Pilihan

160 19 1
                                    

---//---

Pertengkaran.

Seharusnya begitu Riku menyebut situasi yang kini dia dan Tenn alami, tapi kalau disebut bertengkar sepertinya kurang tepat.

Entah Tenn memang tidak mau meladeni Riku atau karena Tenn tidak mau bertengkar dengan Riku, Tenn mengganti ekspresi tegangnya menjadi lebih lembut. "Aku minta maaf karena memaksamu. Kita akan bicarakan ini nanti yang terpenting sekarang tanganmu harus dibersihkan, Riku. Aku mohon,"

Seperti biasa Tenn mudah sekali mempengaruhi Riku yang keras kepala. Sesaat Riku hampir saja mengulurkan tangannya memenuhi permintaan Tenn, tapi dia tersadar untuk tidak luluh secepat itu.

Perasaan marah masih menguasai Riku jadi, dia menarik tangannya kembali membiarkan tangan Tenn mengambang di udara. Riku mengalihkan pandangannya ke samping. "Aku akan membersihkannya sendiri," kata Riku pelan.

Tenn tidak menjawab langsung. Setelah hening beberapa saat disertai embusan napas pasrah, Tenn berkata lembut. "Katakan padaku kalau kau kesulitan,"

Saat itu adalah keadaan yang sangat canggung. Tidak ada yang berbicara. Riku sibuk mengusap tangannya ke jubah miliknya dan Tenn memperhatikan dalam diam.

Bagi Riku sikap Tenn yang bertindak seolah tidak apa-apa sangat menganggunya. Padahal baru saja Tenn berubah menjadi sosok yang dingin dan dalam sekejap dia kembali menjadi orang yang lembut.

Riku bingung. Dia tidak tahu harus bersikap bagaimana. Kalau Tenn masih mempertahankan sosok dinginnya, Riku tidak akan merasa bersalah kalau berdebat lebih keras kepala lagi, tapi Tenn kembali menjadi sosok lembut yang menenangkan Riku.

Bagaimana mungkin dia bisa marah pada sosok Tenn yang itu?

Kebingungan yang makin dia pikirkan membuat Riku menjadi frustasi. Rasa itu menjadi-jadi melihat darah yang masih saja menempel di tangannya sekeras dan sekencang apapun dia coba.

Bau darah memuakkan membuat Riku menangis. Pada awalnya kedua mata Riku hanya memburam, tapi lama kelamaan air matanya turun. Semakin banyak sampai Riku mengasihini diri sendiri karena menangis separah itu di depan Tenn.

Padahal dia sudah bertekad untuk tidak menunjukkan sisi lemahnya pada Tenn atau Riku lagi-lagi kalah.

Tentu saja gestur menyedihkan Riku tidak akan luput dari perhatian Tenn. "Riku, apa semuanya baik-baik saja? Apa ada yang sakit?" tanya Tenn dengan nada khawatir.

Riku menunduk dalam hati berharap kalau dia tiba-tiba tuli dan tak mendengar perkataan Tenn. Semua kelembutan Tenn benar-benar mempengaruhi Riku.

Tenn mengangkat wajah Riku tanpa perlawanan. Mereka berdua bertatapan dan Riku bisa melihat seberapa berantakan wajahnya dari pantulan di manik Tenn. Tenn mengusap air mata Riku dengan ibu jari. Perlahan dan penuh kasih.

"Makanya aku bilang biarkan aku saja yang membersihkannya. Kau membuat wajahmu terkena darah," Tenn memasang raut muka penuh kecemasan.

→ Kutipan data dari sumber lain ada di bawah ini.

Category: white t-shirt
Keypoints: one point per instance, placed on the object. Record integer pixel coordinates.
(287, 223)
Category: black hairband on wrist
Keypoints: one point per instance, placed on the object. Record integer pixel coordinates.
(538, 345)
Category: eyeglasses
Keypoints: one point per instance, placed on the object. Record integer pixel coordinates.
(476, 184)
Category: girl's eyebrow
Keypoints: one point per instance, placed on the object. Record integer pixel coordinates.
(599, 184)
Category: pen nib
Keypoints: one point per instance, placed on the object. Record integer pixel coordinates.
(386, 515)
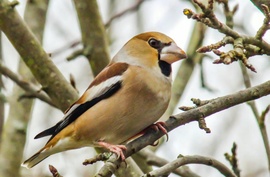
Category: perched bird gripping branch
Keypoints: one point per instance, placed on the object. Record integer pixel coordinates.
(128, 96)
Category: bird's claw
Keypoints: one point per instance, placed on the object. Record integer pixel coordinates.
(117, 149)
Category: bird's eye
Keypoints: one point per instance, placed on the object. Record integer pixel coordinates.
(154, 43)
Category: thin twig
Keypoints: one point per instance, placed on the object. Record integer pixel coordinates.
(233, 160)
(54, 171)
(255, 111)
(255, 45)
(30, 88)
(153, 159)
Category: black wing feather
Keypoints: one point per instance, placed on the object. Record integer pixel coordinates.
(79, 111)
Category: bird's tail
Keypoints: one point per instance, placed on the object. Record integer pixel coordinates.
(36, 158)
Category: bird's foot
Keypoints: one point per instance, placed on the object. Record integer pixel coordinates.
(117, 149)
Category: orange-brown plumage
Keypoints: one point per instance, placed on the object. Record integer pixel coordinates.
(130, 94)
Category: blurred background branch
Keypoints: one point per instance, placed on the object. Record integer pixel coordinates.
(14, 134)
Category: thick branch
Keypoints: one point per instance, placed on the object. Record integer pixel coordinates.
(184, 160)
(175, 121)
(35, 57)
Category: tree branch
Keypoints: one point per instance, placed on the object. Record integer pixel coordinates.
(36, 59)
(94, 39)
(213, 106)
(184, 160)
(244, 46)
(152, 159)
(29, 87)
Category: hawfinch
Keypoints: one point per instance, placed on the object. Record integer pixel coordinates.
(128, 96)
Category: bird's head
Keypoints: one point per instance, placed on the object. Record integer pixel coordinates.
(150, 49)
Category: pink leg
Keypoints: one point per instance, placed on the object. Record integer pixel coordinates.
(117, 149)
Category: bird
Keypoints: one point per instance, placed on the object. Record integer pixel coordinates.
(130, 94)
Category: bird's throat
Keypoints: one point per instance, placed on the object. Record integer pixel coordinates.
(165, 68)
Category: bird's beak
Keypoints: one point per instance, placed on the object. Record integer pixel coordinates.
(172, 53)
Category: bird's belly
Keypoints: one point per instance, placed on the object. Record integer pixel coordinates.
(122, 116)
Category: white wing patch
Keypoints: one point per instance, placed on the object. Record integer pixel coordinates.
(97, 90)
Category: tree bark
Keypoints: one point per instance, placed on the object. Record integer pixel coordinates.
(43, 69)
(94, 37)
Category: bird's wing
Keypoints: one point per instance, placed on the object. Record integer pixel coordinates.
(107, 83)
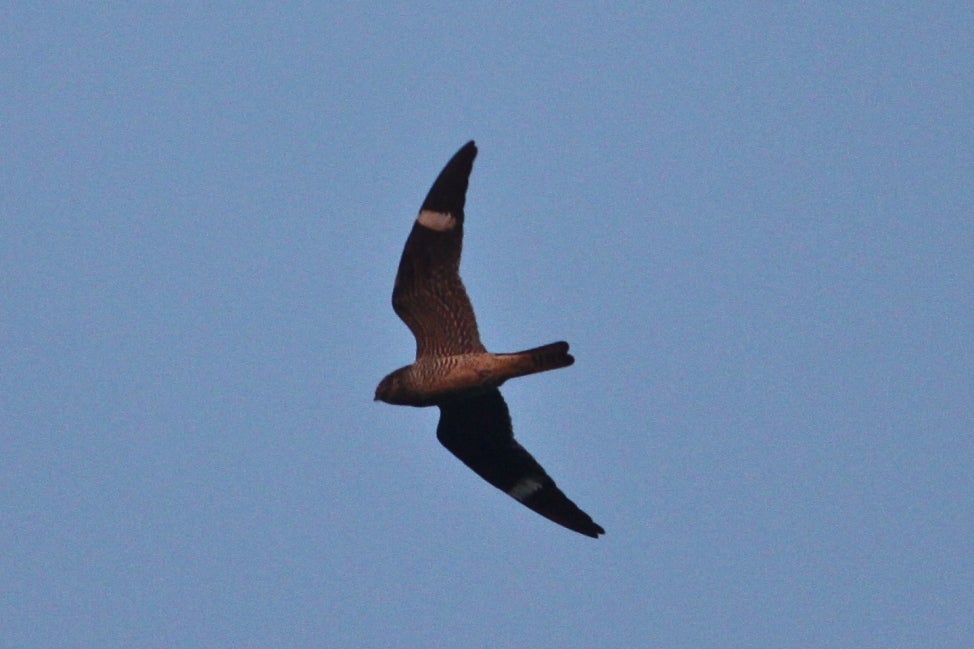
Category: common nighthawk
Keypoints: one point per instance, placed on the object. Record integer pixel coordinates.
(454, 371)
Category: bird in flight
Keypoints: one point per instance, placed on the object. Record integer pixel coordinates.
(454, 371)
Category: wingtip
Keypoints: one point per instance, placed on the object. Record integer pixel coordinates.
(449, 192)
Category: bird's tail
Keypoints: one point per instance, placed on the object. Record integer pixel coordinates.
(539, 359)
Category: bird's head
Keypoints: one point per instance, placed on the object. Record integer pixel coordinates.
(390, 389)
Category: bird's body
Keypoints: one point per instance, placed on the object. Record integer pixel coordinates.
(433, 380)
(454, 371)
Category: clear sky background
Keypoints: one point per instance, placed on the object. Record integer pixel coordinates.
(754, 223)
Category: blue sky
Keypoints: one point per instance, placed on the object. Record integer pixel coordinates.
(754, 223)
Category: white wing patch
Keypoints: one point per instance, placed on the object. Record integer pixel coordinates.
(439, 221)
(524, 488)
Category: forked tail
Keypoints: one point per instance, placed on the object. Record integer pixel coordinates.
(539, 359)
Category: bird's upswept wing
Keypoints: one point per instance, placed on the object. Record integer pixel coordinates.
(477, 429)
(429, 295)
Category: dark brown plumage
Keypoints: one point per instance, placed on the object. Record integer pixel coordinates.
(454, 371)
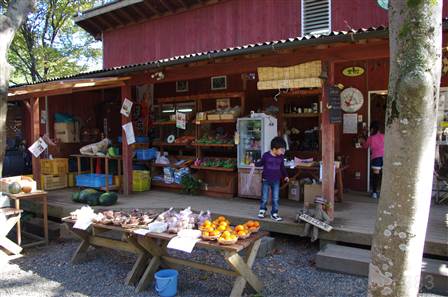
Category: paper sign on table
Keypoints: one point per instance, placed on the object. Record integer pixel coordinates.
(184, 244)
(38, 147)
(82, 224)
(181, 120)
(129, 131)
(141, 231)
(126, 107)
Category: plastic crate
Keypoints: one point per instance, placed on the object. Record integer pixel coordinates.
(141, 185)
(146, 154)
(92, 180)
(58, 166)
(50, 182)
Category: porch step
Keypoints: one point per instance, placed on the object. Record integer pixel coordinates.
(356, 261)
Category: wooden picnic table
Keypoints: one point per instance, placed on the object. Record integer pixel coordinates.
(36, 196)
(153, 253)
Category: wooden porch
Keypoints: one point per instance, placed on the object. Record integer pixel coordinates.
(353, 225)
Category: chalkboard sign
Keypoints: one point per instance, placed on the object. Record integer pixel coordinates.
(334, 102)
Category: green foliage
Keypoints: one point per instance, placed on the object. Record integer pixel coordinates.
(190, 184)
(50, 45)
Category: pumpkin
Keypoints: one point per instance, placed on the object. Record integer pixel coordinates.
(14, 188)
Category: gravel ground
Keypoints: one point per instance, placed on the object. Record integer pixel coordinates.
(289, 271)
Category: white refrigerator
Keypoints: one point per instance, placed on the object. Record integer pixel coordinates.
(255, 135)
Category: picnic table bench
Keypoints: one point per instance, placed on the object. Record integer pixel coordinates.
(152, 254)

Ah, mungkin tanpa sadar Riku mengusap air matanya dengan tangan yang terkotori darah. Sekarang Riku makin mengasihani diri sendiri. Wajah penuh air mata dan tercoreng darah. Seberapa menyedihkannya itu?

"Aku tahu ini akan terjadi," kata Tenn sendu. Kali ini dia menarik tangan Riku untuk membersihkan sisa darah yang tidak mau hilang, seberapa keras Riku mencoba. Lagi-lagi tanpa perlawanan karena Riku sendiri sudah kehabisan tenaga dan keinginan untuk menolak.

Tenn mengelus telapak tangan Riku pelan. "Kalau kau menggosoknya sekencang tadi, tanganmu bisa terluka, Riku,"

Tenn mengeluarkan sapu tangan dari balik jubahnya. Meletakkannya di salju sebentar kemudian baru menempelkannya di atas telapak tangan Riku. Mengusap noda darah perlahan begitu pelan seolah tangan Riku bisa saja terluka kalau dia menggunakan sedikit tenaganya.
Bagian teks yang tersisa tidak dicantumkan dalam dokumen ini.